- Birgün
Petrol-İş Sendikası 27. Genel Kurulu 5-6 Eylül 2015 tarihinde toplanıyor. Petrol-İş Türkiye’nin en köklü sendikalarından, emek örgütlerinden biri. 1950’de kurulan Petrol-İş 65 yıl boyunca sendikal hareket içinde bir gelenek ve sendikal model yarattı. Mücadeleci, sendika içi demokrasiyi işleten, işverenler ve siyasi iktidarların müdahaleleri karşısında bağımsızlığını koruyan, dik durabilen bir gelenek ve model bu. Petrol-İş, Türk-İş’in “uslu” çizgisine hep karşı durmuş ve demokratik ve bağımsız sendikacılığı savunmuş nice greve, direnişe, eyleme ve işçi haklarına imza atmış bir örgüt.
Türk-İş içinde demokratik, bağımsız ve mücadeleci bir anlayışın yaygınlaşması için öncü adımlar atmış bir sendika Petrol-İş. Türk-İş üyesi sendikaların oluşturduğu Sendikal Güç Birliği Platformu’nun (SGBP) ana unsurlarından biri. Nitekim Petrol-İş Başkanı Mustafa Öztaşkın 2011 Türk-İş Genel Kurulu’nda AKP tarafından desteklenen Mustafa Kumlu’ya karşı aday oldu ancak seçilemedi. Türk-İş’teki “uslu” sendikacıların Petrol-İş’in ve Öztaşkın’ın bu demokrat ve bağımsız sendikacılık hattından rahatsız oldukları sır değil.

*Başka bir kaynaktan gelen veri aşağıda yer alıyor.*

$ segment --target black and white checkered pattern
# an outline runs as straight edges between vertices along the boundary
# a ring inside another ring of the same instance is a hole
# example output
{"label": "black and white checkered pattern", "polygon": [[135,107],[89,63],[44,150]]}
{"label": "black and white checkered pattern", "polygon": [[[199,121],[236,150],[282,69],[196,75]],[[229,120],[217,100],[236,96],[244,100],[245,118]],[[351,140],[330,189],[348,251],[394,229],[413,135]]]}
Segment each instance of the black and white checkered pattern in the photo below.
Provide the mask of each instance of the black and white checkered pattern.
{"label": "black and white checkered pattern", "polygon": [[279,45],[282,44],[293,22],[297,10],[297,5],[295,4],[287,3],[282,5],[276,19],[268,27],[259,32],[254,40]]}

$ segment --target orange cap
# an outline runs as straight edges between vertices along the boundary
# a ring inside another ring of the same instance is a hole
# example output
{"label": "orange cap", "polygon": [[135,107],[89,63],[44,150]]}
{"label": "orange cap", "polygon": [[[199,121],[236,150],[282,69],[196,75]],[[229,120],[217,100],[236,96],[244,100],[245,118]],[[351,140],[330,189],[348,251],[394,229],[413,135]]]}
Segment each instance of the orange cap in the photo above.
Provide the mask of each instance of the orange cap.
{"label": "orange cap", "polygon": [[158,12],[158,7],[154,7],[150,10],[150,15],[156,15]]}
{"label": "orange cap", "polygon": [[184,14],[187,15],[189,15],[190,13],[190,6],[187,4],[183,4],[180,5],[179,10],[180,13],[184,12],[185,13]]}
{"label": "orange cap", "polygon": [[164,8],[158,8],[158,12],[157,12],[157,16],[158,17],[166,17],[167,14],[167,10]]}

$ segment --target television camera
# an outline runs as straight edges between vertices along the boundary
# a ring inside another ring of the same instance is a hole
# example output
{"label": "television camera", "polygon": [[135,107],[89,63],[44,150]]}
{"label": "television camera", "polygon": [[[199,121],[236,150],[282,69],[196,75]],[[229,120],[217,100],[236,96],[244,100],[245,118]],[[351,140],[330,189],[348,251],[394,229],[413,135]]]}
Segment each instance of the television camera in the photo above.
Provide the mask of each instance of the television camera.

Petrol-İş, işçi ve ülke sorunları konusunda tok sesle konuşan bir sendika. Sendikaların büyük bölümü özelleştirmeler karşısında susarken Petrol-İş özelleştirmeye karşı her alanda mücadele verdi. Sendikaların ve siyasilerin neredeyse tamamı başını kuma sokarken ve savaş tamtamları çalarken, Petrol-İş barış ve çözüm için sözünü söyledi.
Petrol-İş örgütlenmeyi önemseyen bir sendika. Türkiye’de ilk “sendikalı ol” kampanyasına imza attı. Nitekim giderek büyüyen sendikalardan biri haline geldi. Üye sayısını sadece son iki yılda yüzde 30 artırdı. En çok eğitim ve yayın yapan sendikalardan biri. Kadın dergisi olan tek sendika. Petrol-İş yıllıkları ve yayınları çalışma hayatının en önemli başvuru kaynakları arasında...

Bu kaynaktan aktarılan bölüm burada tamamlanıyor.